Recasting the former laboratory as a student resource building and vibrant communications hub required a multi-faceted approach. At the entrance, LLB Architects removed the bifurcated exterior brick stairs and shifted the entrance from the second floor to the first floor, cleared out many of the exterior masonry and concrete walls to allow light and views to enter the lower entry level, and removed the inelegant diagonal between the two towers. In its place, we extended the glass curtain wall up to form a “beacon-like” tower. This allows building inhabitants to visually connect with the campus around them. The campus community can in turn visually and physically connect with the new communications hub.
The 66,000 sf program for the J. Walter Wilson adaptive reuse project included relocating and consolidating eleven different administrative and student service departments from buildings scattered around campus to enable other capital projects to move forward; relocating campus mail services, with the associated service deliveries, volume of traffic, and security considerations; providing eight to twelve registrar classrooms; and coordinating with campus chiller project planned to occupy the top floor. A new entrance and legible circulation were not required parts of the program, but seemed essential to a successful solution.
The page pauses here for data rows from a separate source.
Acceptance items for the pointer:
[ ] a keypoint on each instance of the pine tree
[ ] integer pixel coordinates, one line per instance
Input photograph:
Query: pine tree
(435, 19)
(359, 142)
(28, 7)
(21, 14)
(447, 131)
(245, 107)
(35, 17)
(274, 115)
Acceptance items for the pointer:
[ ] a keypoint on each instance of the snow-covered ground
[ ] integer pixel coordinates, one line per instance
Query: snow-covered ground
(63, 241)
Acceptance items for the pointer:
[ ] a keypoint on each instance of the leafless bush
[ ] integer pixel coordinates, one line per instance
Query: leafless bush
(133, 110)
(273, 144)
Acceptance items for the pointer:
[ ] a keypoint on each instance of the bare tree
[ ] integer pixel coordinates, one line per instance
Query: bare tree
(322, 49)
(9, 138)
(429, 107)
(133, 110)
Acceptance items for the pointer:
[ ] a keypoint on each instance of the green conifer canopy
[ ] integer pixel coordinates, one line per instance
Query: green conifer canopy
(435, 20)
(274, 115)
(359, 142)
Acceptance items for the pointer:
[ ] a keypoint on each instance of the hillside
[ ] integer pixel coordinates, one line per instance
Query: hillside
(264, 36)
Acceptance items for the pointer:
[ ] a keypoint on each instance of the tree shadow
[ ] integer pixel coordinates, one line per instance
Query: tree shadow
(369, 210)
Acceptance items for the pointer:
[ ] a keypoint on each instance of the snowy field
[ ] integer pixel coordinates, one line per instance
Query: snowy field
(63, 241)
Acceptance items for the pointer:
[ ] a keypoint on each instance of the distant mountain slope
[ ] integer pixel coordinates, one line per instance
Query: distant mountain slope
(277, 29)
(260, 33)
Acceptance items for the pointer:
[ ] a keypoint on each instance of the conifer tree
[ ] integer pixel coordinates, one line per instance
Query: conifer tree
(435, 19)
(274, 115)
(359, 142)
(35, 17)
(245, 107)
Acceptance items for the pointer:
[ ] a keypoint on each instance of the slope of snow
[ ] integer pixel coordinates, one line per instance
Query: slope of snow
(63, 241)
Designed as a purpose-built laboratory building, with rigorous 10-foot structural grid, tilt-up concrete shear walls and labyrinthian circulation, the bunker-like architecture strongly resisted transformation to support its rebirth as a communications hub for the campus. The overriding charge to the team for this project was that, as an “enabling” project to allow other slated capital projects to move forward, the schedule was absolutely fixed. With the construction manager as the architect’s partner as a design/build team, they worked closely to ensure that budget and schedule were met along with the design objectives. Together the team developed detailed phasing to bring portions online, with the occupancy and full functionality of the building complete before classes started in September 2008.